Magistrado ResponsávelJOSÉ ADRIANO
Data da Resolução30 de Janeiro de 2007
EmissorCourt of Appeal of Lisbon (Portugal)

Acordam, em audiência, na 5.ª Secção (Criminal) da Relação de Lisboa: I. RELATÓRIO: 1. Nos presentes autos de processo comum que correram termos no 1.º Juízo Criminal de Lisboa, foi submetido a julgamento, perante tribunal singular, o arguido A.

, a quem era imputada a prática de um crime de ofensa à integridade física por negligência, p. e p. pelos arts. 148º, nºs 1 e 3 e 144.º, al. a), do Código Penal.

A assistente P.

, deduziu pedido de indemnização civil contra o arguido, pedindo a condenação deste a pagar-lhe a quantia de Esc: 16.149.000$00, sendo Esc: 16.000.000$00 a título de danos não patrimoniais e Esc: 149.000$00 a título de danos patrimoniais.

  1. Realizado o julgamento, foi proferida sentença, na qual se decidiu, além do mais, o seguinte: - Condenar o arguido A., como autor material de um crime de ofensa à integridade física por negligência, previsto e punido pelo artigo 148°, n.ºs 1 e 3, por referência ao artigo 144°, al. a), todos do Código Penal, na pena de 18 (dezoito) meses de prisão.

    - Suspender a execução de tal pena de prisão pelo período de 3 anos nos termos do preceituado no artigo 50.º, do Código Penal.

    - Julgar o pedido de indemnização civil parcialmente procedente e, em consequência, condenar o demandado A a pagar à demandante a quantia de 25.743,21 (vinte e cinco mil setecentos e quarenta e três euros e vinte e um cêntimos), a título de indemnização pelos danos patrimoniais e morais que lhe causou, quantia esta acrescida de juros, vencidos e vincendos, contados desde a data de notificação do pedido cível ao demandado e até integral pagamento, à taxa de 4% ao ano.
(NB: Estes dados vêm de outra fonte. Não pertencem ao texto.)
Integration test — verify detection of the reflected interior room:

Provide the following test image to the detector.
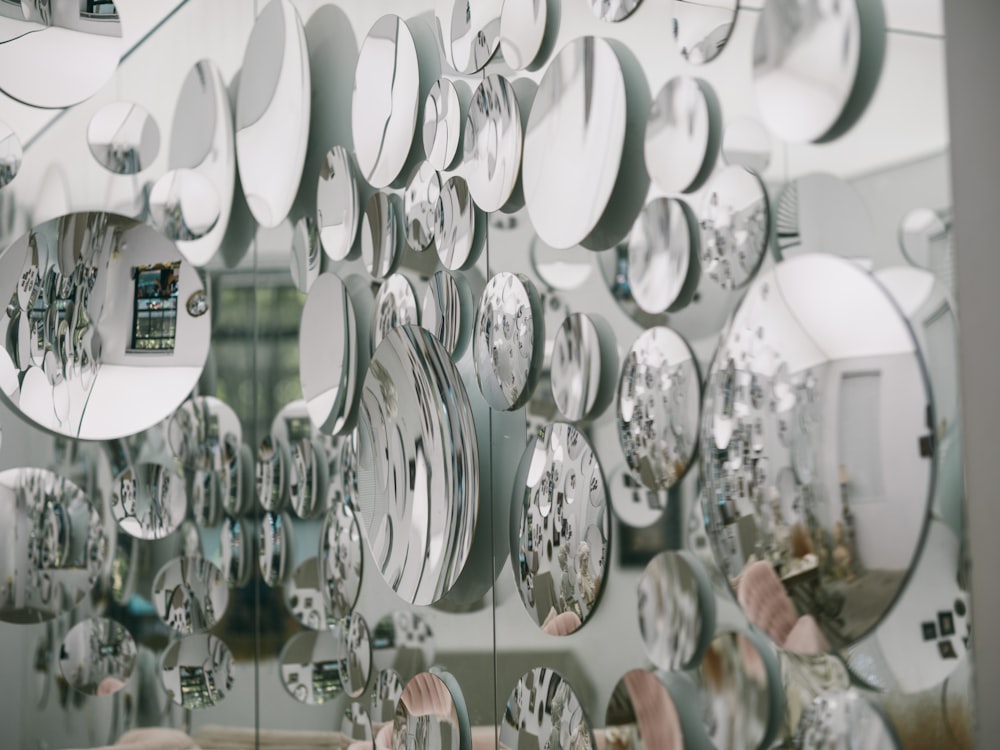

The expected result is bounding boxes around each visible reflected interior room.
[0,0,1000,750]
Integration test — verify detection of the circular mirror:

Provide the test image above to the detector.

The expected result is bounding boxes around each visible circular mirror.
[160,633,233,709]
[753,0,879,143]
[316,146,361,260]
[357,326,479,605]
[521,37,626,249]
[549,313,618,421]
[774,173,875,262]
[59,617,136,695]
[605,669,684,750]
[0,469,102,623]
[392,672,472,750]
[0,122,24,188]
[698,166,771,289]
[615,326,701,494]
[722,117,772,174]
[319,500,364,617]
[290,216,322,294]
[472,272,545,411]
[0,0,121,109]
[87,102,160,174]
[638,552,715,668]
[626,198,698,315]
[701,255,934,652]
[372,273,420,351]
[673,0,739,65]
[299,273,368,434]
[257,511,295,588]
[698,631,782,750]
[372,610,435,684]
[795,690,902,750]
[153,557,229,635]
[0,213,211,440]
[500,0,549,70]
[361,193,399,279]
[167,60,236,266]
[643,75,718,193]
[236,0,310,228]
[402,161,441,253]
[462,75,524,211]
[149,169,221,242]
[351,15,420,189]
[589,0,642,23]
[434,0,504,74]
[510,422,611,635]
[420,271,472,360]
[434,175,486,271]
[111,463,187,539]
[500,667,597,748]
[423,78,462,170]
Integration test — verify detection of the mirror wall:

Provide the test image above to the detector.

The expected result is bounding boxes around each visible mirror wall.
[0,0,971,748]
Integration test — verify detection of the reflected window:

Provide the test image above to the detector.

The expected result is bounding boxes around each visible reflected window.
[130,261,181,352]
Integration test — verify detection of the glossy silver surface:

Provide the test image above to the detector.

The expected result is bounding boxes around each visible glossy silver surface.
[615,326,701,496]
[59,617,136,695]
[111,463,187,539]
[774,172,876,262]
[500,667,597,750]
[290,216,323,294]
[361,193,401,279]
[0,213,211,440]
[753,0,861,143]
[795,690,902,750]
[701,255,934,652]
[257,511,295,588]
[351,14,420,189]
[698,631,780,750]
[420,271,473,359]
[149,169,222,242]
[357,326,479,605]
[87,102,160,174]
[0,469,102,623]
[0,122,24,188]
[319,500,364,617]
[316,146,361,260]
[422,78,462,170]
[549,313,604,421]
[637,552,715,672]
[588,0,642,22]
[434,175,485,271]
[392,676,470,750]
[521,37,626,249]
[153,557,229,635]
[236,0,311,228]
[605,669,684,750]
[500,0,549,70]
[722,117,773,174]
[160,634,234,709]
[510,422,611,635]
[643,76,717,193]
[403,161,441,252]
[462,74,524,211]
[698,166,771,289]
[472,272,545,411]
[673,0,739,65]
[434,0,504,74]
[0,2,125,108]
[167,60,236,266]
[371,273,420,352]
[299,273,368,435]
[626,198,697,315]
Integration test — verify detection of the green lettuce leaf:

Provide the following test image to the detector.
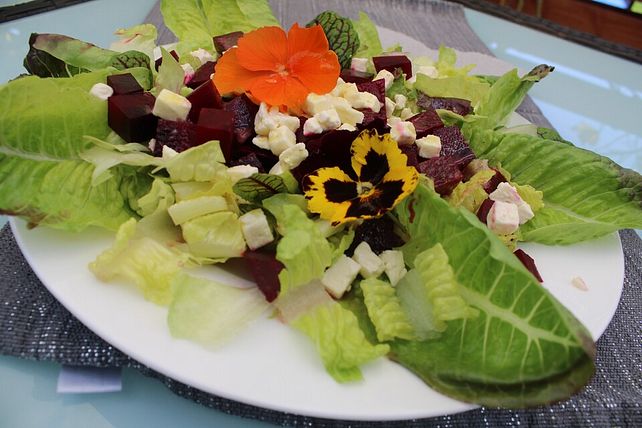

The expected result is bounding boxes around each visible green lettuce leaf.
[352,12,383,58]
[263,194,333,294]
[89,219,190,305]
[391,184,595,407]
[360,278,415,342]
[475,64,554,129]
[167,272,269,348]
[291,303,390,382]
[463,126,642,244]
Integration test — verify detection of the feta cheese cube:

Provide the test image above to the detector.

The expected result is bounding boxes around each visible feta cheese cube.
[415,135,441,159]
[486,201,519,235]
[303,93,332,116]
[488,182,535,224]
[314,108,341,131]
[395,94,408,109]
[415,65,439,79]
[89,83,114,101]
[399,107,415,120]
[385,97,397,118]
[303,117,323,135]
[152,89,192,120]
[268,126,296,156]
[279,143,308,169]
[226,165,259,184]
[239,208,274,250]
[379,250,408,287]
[347,92,381,113]
[352,241,384,278]
[372,70,395,91]
[321,254,361,299]
[350,57,368,73]
[252,135,270,150]
[390,121,417,146]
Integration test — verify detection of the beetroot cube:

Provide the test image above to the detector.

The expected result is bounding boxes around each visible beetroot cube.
[372,55,412,79]
[408,108,444,138]
[194,108,234,161]
[107,92,158,143]
[513,249,544,282]
[187,79,223,122]
[154,50,178,71]
[339,69,374,83]
[107,73,143,95]
[432,126,475,168]
[243,250,285,302]
[477,198,495,224]
[417,156,464,196]
[212,31,243,54]
[187,61,216,89]
[154,119,197,156]
[223,94,259,144]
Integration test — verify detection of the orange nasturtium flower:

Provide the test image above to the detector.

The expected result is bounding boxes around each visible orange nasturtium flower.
[214,24,340,111]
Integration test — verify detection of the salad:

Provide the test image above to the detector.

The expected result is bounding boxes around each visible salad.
[0,0,642,407]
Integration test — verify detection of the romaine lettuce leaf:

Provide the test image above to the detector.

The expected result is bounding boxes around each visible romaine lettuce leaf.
[291,303,390,382]
[463,124,642,244]
[167,272,269,348]
[391,184,595,407]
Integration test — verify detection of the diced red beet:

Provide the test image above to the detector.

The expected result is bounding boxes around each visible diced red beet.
[228,152,265,172]
[513,248,544,282]
[417,156,464,196]
[187,61,216,89]
[154,119,196,156]
[408,108,444,138]
[477,198,495,224]
[417,94,473,116]
[212,31,243,54]
[223,94,259,144]
[194,108,234,161]
[346,217,405,255]
[431,126,475,169]
[187,79,223,122]
[154,50,178,71]
[339,68,374,83]
[372,55,412,79]
[399,144,419,168]
[107,73,143,95]
[484,168,508,195]
[107,92,158,143]
[243,250,284,302]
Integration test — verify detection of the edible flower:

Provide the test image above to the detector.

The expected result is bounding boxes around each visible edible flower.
[303,130,419,225]
[214,24,340,111]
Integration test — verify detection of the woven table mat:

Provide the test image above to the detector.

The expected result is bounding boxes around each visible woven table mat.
[0,0,642,427]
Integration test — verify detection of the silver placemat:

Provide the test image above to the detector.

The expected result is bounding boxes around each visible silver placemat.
[0,0,642,427]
    ***3. Inconformado com a decisão, dela recorreu o arguido, formulando as seguintes conclusões (transcrição): «1.ª O Arguido mantém interesse na apreciação do recurso já interposto sobre a questão da nova Perícia.

    1. A sentença recorrida julgou erradamente a matéria 11., 13. e 14. dos Factos Provados, desconsiderando em absoluto os testemunhos dos Médicos, especialistas em Ginecologia V. , C. e G. - cfr matéria alegada supra em 16. a 21 -.tendo violado o art. 97° do CPP na parte em que não fundamentou a razão pela qual desconsiderou em absoluto aquele contributo probatório.

    2. Os esclarecimentos complementares que foram solicitados ao Senhor Perito em sede de julgamento foram prestados "com reserva" - afirmada de viva voz - pois o mesmo declarou esse grau de incerteza científica e de insegurança técnica justificando-se que "não era especialista em ginecologia", o que só por si abala de forma determinante o grau de certeza exigível a este tipo de prova e conduz ao vício irremediável das opiniões científicas e técnicas produzidas em sede de Relatório Pericial.

    3. Não obstante, a sentença recorrida aceitou como idónea a prova pericial produzida daquele modo viciado, com o que violou os art. 158° e 159° n° 1 do CPP e art. 45° n.º 1 do D-L n° 11/98 de 24 de Jan.

    4. A sentença recorrida interpretou erradamente os relatórios médicos de tipo ecográfico e histológico, fazendo confusão evidente entre as dimensões dos quistos localizados à direita e à esquerda, considerando do lado esquerdo apenas a dimensão do quisto - 3 cm - e não somando a dimensão do ovário respectivo - 4 cm - enquanto que do lado direito tratou como massa totalmente formada por quisto a soma dos volumes do eventual quisto e respectivo ovário - cfr supra 24. a 31.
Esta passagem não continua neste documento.